WASHINGTON, D.C. — More than a million immigrants arrive at U.S. borders every year. While some are just seeking a future with greater opportunity, many are escaping violent or threatening situations in their home countries. For refugees and asylum-seekers, the U.S. is the last resort in an attempt to acquire safety. However, with immigration laws tightening even further since the start of President Trump’s administration, immigrants are facing conditions in U.S. detention centers that are just as damaging as the violence-prone countries many are fleeing. The Dignity for Detained Immigrants Act proposes some changes to how the U.S. deals with immigrants.

The U.N. High Commission for Refugees (UNHCR) set goals to reform immigration procedures, including ending the detention of children and finding alternatives to detention when possible by 2019. However, with that deadline quickly slipping by, the United States is far from meeting the U.N.’s standards.

What is Detention?

Immigration detention is the state immigrants live in when they arrive in the U.S. while waiting for a judge to examine their case and determine whether or not they have adequate reason to seek asylum in the U.S. Currently, detention centers are housed in privately-owned prisons, which means that the first view of the U.S. granted to immigrants is from behind bars.

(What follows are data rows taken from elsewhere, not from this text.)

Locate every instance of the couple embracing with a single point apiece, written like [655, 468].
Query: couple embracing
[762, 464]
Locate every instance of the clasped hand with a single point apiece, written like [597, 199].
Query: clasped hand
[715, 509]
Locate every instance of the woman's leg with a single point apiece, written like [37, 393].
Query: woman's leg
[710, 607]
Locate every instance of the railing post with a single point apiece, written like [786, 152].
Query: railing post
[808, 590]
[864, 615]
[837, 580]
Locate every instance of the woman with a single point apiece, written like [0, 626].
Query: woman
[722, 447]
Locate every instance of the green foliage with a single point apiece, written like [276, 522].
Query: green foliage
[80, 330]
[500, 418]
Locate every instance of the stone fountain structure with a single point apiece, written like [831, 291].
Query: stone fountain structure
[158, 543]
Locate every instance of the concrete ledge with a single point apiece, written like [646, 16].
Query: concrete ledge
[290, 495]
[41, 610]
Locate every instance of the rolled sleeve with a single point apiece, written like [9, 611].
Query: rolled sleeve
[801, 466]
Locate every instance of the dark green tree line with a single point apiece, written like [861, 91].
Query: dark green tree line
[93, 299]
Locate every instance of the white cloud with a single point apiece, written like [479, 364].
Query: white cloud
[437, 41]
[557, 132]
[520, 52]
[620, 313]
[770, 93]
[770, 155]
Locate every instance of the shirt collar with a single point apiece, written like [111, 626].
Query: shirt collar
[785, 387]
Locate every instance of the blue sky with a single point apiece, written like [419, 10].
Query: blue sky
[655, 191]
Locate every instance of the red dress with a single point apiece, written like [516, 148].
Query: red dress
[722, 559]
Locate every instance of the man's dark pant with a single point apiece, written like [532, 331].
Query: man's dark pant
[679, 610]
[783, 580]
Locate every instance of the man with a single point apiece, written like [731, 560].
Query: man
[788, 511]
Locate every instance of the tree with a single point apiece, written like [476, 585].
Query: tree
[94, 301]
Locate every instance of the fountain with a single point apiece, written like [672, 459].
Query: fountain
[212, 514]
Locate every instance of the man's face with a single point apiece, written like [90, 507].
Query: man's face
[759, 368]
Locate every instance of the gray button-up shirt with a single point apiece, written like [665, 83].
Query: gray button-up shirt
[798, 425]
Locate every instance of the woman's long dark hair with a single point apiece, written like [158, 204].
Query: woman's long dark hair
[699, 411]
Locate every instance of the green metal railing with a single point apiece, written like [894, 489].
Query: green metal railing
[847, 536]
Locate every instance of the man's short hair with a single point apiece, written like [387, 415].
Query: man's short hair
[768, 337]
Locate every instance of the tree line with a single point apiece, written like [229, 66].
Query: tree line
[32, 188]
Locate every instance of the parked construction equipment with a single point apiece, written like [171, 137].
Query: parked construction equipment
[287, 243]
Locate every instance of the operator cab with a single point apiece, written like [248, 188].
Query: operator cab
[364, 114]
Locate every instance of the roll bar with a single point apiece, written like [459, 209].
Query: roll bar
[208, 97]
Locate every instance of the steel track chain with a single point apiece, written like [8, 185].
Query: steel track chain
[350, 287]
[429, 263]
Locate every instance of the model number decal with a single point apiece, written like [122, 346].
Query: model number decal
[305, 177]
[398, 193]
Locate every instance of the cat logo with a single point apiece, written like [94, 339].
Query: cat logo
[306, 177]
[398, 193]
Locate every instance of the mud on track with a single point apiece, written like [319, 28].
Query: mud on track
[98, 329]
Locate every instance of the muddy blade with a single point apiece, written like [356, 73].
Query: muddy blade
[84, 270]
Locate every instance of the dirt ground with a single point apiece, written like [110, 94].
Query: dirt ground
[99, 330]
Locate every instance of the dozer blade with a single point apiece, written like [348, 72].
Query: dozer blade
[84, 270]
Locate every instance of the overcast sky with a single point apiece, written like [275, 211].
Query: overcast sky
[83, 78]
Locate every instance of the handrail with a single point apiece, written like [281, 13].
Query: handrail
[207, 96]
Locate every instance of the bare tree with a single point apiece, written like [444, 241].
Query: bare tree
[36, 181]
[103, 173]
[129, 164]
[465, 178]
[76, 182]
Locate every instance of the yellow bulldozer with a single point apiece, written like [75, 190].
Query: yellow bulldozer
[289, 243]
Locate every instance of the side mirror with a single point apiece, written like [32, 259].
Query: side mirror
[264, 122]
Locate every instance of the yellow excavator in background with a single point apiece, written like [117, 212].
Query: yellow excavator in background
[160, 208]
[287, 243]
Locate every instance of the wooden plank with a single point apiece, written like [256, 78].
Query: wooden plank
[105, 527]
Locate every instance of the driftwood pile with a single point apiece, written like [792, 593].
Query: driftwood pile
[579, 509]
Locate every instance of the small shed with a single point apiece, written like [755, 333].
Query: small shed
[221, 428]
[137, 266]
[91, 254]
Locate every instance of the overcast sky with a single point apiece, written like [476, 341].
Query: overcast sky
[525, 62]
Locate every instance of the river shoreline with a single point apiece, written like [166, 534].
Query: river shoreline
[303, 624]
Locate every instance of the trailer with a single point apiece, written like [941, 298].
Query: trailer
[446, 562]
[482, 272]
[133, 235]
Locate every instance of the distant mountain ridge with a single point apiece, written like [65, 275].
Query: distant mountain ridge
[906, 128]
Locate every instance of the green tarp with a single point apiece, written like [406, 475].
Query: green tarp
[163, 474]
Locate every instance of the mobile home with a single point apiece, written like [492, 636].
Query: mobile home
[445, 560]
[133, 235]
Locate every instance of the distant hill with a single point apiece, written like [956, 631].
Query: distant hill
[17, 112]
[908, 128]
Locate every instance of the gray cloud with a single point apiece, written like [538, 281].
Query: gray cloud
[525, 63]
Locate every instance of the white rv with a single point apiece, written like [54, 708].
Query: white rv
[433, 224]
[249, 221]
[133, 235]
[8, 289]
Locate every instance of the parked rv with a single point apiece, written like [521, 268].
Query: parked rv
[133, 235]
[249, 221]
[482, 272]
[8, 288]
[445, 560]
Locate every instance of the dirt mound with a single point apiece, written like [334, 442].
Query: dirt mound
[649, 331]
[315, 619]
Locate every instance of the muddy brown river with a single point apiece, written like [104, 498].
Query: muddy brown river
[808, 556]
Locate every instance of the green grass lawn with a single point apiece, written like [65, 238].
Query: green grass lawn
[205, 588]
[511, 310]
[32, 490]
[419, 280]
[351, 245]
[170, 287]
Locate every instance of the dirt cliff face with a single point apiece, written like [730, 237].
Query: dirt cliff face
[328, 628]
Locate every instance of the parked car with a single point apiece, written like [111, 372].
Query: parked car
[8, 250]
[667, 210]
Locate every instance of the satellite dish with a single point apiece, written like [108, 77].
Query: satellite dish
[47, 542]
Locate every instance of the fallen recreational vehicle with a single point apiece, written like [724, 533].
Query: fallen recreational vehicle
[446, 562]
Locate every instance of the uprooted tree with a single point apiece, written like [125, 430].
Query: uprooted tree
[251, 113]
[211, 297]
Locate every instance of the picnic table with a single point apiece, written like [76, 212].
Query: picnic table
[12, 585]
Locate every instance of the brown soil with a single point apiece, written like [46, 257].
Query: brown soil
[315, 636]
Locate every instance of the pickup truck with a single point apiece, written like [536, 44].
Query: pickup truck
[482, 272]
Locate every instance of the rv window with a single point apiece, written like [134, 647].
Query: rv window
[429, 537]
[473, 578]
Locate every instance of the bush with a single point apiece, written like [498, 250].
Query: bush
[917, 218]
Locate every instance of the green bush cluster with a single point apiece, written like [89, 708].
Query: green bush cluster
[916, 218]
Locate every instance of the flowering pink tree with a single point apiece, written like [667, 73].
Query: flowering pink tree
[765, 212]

The detention environment resembles a prison and frequently separates children from their family members. The lack of health care poses a serious threat to the mental and physical well-being of the individuals awaiting decisions on their immigration status.

The Dignity for Detained Immigrants Act Proposal

Several U.S. Congress members have pointed out that this is not an appropriate way to welcome those in need into the United States. Federal immigration courts are so backed-up that average stays in detention centers in 2017 exceeded a month, while immigrants with more complex cases have stayed in facilities for years at a time. In response, U.S. Congress members, Rep. Adam Smith (D-WA), Rep. Pramila Jayapal (D-WA) and Senator Cory Booker (D-NJ) have sponsored a bill called the Dignity for Detained Immigrants Act which would ensure transparent and responsible conduct around immigrants awaiting a court decision.

One change the bill would implement is a shift from detention to alternative housing arrangements for immigrants awaiting court decisions. Community-based supervision programs, which the United States has used minimally since 2009 but with visible success, allow immigrants to live independently with heavy monitoring by the U.S. government. Rates of immigrants absconding from programs of this nature have been remarkably low, and the cost differential in comparison to detainment is shocking. While adult immigration detention costs $161 per day and family detention costs $266 per person, housing an immigrant in a community-based supervision program costs the government less than $17 and as little as 17 cents. If the U.S. moves towards community-based supervision programs as alternatives to detainment, it not only better aligns with U.S. values and global goals but is also cost-effective.

The Rights of Immigrants

The Dignity for Detained Immigrants Act would also like to address transparency in how the U.S. runs its detention centers or alternatives. The bill calls for regular inspections at detention facilities to ensure that the facility workers are respecting all rights of immigrants. In addition, it intends to switch from housing immigrants in contracted private prisons to housing immigrants in government-owned buildings. This would eliminate the profit-driven motive to detain.

If Congress pushes the Dignity for Detained Immigrants Act in 2019, it could help the UNHCR reach its goal and improve situations for the millions whose lives are in transition at U.S. borders. Those who are in support of the bill or against it should contact their local representatives to make the voice of the American people heard on this influential matter.